Lipovetsky goes on to analyze the mythological and political aspects, which don’t interest me very much (not to mention that the politicians and businessmen of the day have long been forgotten); what does, and what kept me reading with pleasure, is Pelevin’s unquenchable linguistic humor, which keeps coming up with gems like these:
Эти агентства множились неудержимо — как грибы после дождя или, как Татарский написал в одной концепции, гробы после вождя. ‘These agencies multiplied irrepressibly — like mushrooms after rain, or, as Tatarsky wrote in a conception [i.e., outline/plan for an ad — I don’t know what this would be in English], like graves after the Leader [i.e., Stalin; he changes griby posle dozhdya to groby posle vozhdya].’

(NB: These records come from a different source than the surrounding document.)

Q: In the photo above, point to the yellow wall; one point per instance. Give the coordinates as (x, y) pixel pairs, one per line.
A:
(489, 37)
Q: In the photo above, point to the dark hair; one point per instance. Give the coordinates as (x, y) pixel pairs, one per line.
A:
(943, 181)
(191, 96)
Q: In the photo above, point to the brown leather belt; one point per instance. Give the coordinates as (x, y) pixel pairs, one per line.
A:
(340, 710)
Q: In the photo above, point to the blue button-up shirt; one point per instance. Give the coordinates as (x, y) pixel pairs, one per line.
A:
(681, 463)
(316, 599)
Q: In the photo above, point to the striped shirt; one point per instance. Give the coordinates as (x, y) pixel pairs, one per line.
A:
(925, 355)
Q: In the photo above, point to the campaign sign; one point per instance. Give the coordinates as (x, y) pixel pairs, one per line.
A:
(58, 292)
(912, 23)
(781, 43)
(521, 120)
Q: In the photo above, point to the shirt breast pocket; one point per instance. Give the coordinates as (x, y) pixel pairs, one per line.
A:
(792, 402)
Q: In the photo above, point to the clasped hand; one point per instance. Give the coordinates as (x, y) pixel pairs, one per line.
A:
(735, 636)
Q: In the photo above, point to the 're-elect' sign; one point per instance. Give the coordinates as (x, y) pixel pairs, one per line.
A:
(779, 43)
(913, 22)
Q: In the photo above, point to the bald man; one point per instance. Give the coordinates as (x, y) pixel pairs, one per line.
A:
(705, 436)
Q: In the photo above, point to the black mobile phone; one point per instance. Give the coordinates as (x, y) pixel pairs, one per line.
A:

МАЛ, ДА УД АЛ [a slogan for a condom] ‘SMALL, BUT THE PENIS IS RED’ [a slight deformation of the saying мал, да удал ‘small but bold’ — i.e., don’t judge a person by outward appearance]
Седера Луминоса [a play on Сендеро Луминосо ‘Sendero Luminoso’]
кока-колготки, кока-колбаски, кока-колымские рассказы ‘Coca-pantyhose [kolgotki], Coca-sausages [kolbaski], Coca-Kolyma stories’
Mercedes is transformed into Merdeses (to get merde) and then Merde-SS
«Богоносец Потемкин» [ship name Godcarrier Potemkin, with богоносец ‘God-carrier, bearer of a religious mission’ a play on броненосец ‘battleship’]
That’s just a random sampling; he tosses them off the way Mozart tossed off tunes. The ads are also hilarious even if you don’t know the originals he’s riffing off, and I loved the bit where Tatarsky calls a friend late at night because he’s having a bad acid trip — the friend gives him a mantra to repeat, Ом мелафефон бва кха ша [Om melafefon bva kkha sha], which he later admits is a slight alteration of the Hebrew phrase od melafefon bevakasha ‘more cucumber, please’ (which is especially amusing because the friend urges him to repeat it while drinking vodka, cucumber being a traditional zakuska). Pelevin’s obsession with drugs (especially hallucinogenic), organized crime (and its jargon), and Buddhism (in what I’m guessing is a very idiosyncratic version) can become wearying, but I never get tired of his jokes. (Incidentally, the name Vavilen is derived from Vasily Aksyonov + Vladimir Ilich Lenin, which is a good joke in itself; it also sounds like Vavilon ‘Babylon,’ which winds up being a reason he gets elevated to godlike status.) Of course, most of the jokes will be lost in translation, but it’s a fun read anyway. Oh, and the “P” in the title stands for Pepsi… but of course we can’t help but think of Pelevin as well.